Lincoln only got just under 40% of the popular vote.
@ MacDuff:
Nothing surprises me with this guy. Obama is a crazy egomaniac. He really is scary.
@ Rodan:
He doesn’t have the speaking presence to pull that off for a large enough audience without sounding like a complete idiot, IMHO.
He’ll have others do it for him (like everything else in his life.)
The Chicago Tribune had a front page story below the fold
this morning.
It was something like “Is Arab Spring chilled in Egypt”
They are commenting on the Islamist Muslim Brotherhood
victory? Uh, Uh, they are upset that the Military is trying
to restrian the MB.
They have devolved to an NY Times wannabe.
Rodan wrote:
I hear ya. I don’t think he’s beyond it, but I do think we’re beyond letting such a thing happen.
@ RIX:
There’s a story on the Fox News site today about how one of Obama’s former Harvard Law professors is calling for his defeat.
Of course, you have to get a couple paragraphs in to realize that he’s against him for being too conservative…
@ MacDuff:
Did you ever read about how Robespierre declared himself a god? There was some stage set and he came down some stairs dressed as a Gerco-Roman God.
@ lobo91:
I did watch that Fox vid with Obamas Old Law prof.

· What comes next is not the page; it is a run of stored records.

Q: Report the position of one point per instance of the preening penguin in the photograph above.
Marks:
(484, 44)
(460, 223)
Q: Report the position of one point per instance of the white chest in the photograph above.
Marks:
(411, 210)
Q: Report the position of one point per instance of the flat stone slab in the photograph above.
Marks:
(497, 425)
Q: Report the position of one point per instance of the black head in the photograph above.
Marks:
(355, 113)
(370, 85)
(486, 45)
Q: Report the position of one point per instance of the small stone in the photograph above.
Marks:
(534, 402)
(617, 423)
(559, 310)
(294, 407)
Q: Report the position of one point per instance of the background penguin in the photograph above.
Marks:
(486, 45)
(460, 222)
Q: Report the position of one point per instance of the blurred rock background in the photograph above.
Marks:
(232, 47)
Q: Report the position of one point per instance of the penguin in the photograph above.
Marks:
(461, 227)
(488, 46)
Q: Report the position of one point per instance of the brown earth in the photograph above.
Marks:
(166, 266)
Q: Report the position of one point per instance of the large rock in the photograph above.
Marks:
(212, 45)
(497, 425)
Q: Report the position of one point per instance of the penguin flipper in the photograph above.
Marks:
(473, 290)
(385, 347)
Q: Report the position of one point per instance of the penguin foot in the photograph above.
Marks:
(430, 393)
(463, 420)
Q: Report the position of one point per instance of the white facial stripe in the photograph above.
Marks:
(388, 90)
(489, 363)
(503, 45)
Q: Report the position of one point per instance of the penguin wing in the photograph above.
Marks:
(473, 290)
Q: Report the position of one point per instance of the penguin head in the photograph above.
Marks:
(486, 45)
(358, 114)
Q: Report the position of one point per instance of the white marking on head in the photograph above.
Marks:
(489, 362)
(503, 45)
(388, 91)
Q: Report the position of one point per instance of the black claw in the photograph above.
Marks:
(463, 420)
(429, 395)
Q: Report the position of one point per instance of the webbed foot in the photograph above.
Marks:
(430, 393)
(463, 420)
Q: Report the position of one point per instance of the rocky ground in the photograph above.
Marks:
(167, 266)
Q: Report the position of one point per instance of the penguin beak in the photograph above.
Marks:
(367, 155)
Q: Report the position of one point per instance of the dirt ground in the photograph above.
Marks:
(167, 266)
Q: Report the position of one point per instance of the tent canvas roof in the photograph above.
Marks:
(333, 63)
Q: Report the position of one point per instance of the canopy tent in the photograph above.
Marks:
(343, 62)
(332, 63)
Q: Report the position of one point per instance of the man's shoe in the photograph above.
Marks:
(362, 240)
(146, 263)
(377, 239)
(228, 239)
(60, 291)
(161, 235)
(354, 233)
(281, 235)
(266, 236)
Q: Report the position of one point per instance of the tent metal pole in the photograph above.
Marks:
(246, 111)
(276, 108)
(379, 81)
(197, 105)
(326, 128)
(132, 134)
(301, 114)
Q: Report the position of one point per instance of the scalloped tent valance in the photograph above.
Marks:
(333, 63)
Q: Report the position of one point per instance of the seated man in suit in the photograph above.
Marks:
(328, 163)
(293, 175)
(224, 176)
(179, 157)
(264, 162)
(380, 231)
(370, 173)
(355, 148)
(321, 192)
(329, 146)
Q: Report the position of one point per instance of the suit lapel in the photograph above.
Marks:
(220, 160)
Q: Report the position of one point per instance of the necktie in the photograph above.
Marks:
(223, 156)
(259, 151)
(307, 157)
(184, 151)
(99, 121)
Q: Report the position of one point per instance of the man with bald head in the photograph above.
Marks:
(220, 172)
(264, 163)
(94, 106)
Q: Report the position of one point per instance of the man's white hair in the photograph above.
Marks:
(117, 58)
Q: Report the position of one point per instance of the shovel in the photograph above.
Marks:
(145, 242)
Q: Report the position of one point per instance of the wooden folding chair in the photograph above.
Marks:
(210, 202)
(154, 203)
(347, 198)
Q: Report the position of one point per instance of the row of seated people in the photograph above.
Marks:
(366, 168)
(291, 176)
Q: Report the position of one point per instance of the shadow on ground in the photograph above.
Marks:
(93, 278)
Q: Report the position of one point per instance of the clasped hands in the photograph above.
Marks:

The guy is an eltist snob.
@ Rodan:
It would not bother me, but I don’t think it likely. Just as the Leftists did not change the name of the Democrat party when they took over. I think we’ll stay with tradition.
Speranza wrote:
So, I can sign you up?
RIX wrote:
Well I sent $50 to Romney -- that’s a start.
@ Speranza:
You’re in, that’s a good start.
@ MacDuff:
Heh. It would be so much entertainment for a large group of men to attend this “event” and solemnly chant “penis, penis, penis” every time she utters the word “vagina”. Paging Bunk!
Rodan wrote:
He never declared himself God (he was not a Caligula). His opponents once said “The bastard is not content to be boss, now he has to be God as well” after they witnessed his behavior at “The Festival of the Supreme Being” but they did not mean it literally.
Rodan wrote:
Yes, and then a very short time latter he had his own date with the guillotine and lost his head over that statement.
@ Alberta Oil Peon:
Which is why I always wanted Oregon State to play
South Carolina in a bowl game.
Think about it.
RIX wrote:
South Carolina would, no doubt, have a penetrating offense…….
@ RIX:
Gamecocks and Beavers?
Rodan wrote:
That would send Chris Matthews into orgasmic ecstasy.
MacDuff wrote:
Like master like man.
RIX wrote:
Gee, thanks for that mental image…
@ RIX:
@ MacDuff:
@ Alberta Oil Peon:
ROFLMAIAO!
Alberta Oil Peon wrote:
MacDuff wrote:
I’m here for ya.
@ MacDuff:
Exactly, the possibilities are endless.
@ Alberta Oil Peon:
Oh that would be perfect! LOL!
@ RIX:
!
bwahahahahaha!
!
RIX wrote:
I know there’s a circumcision joke in there, somewhere, but I’m just too lazy to make it.
RIX wrote:
She is also a Serb-basher from way back.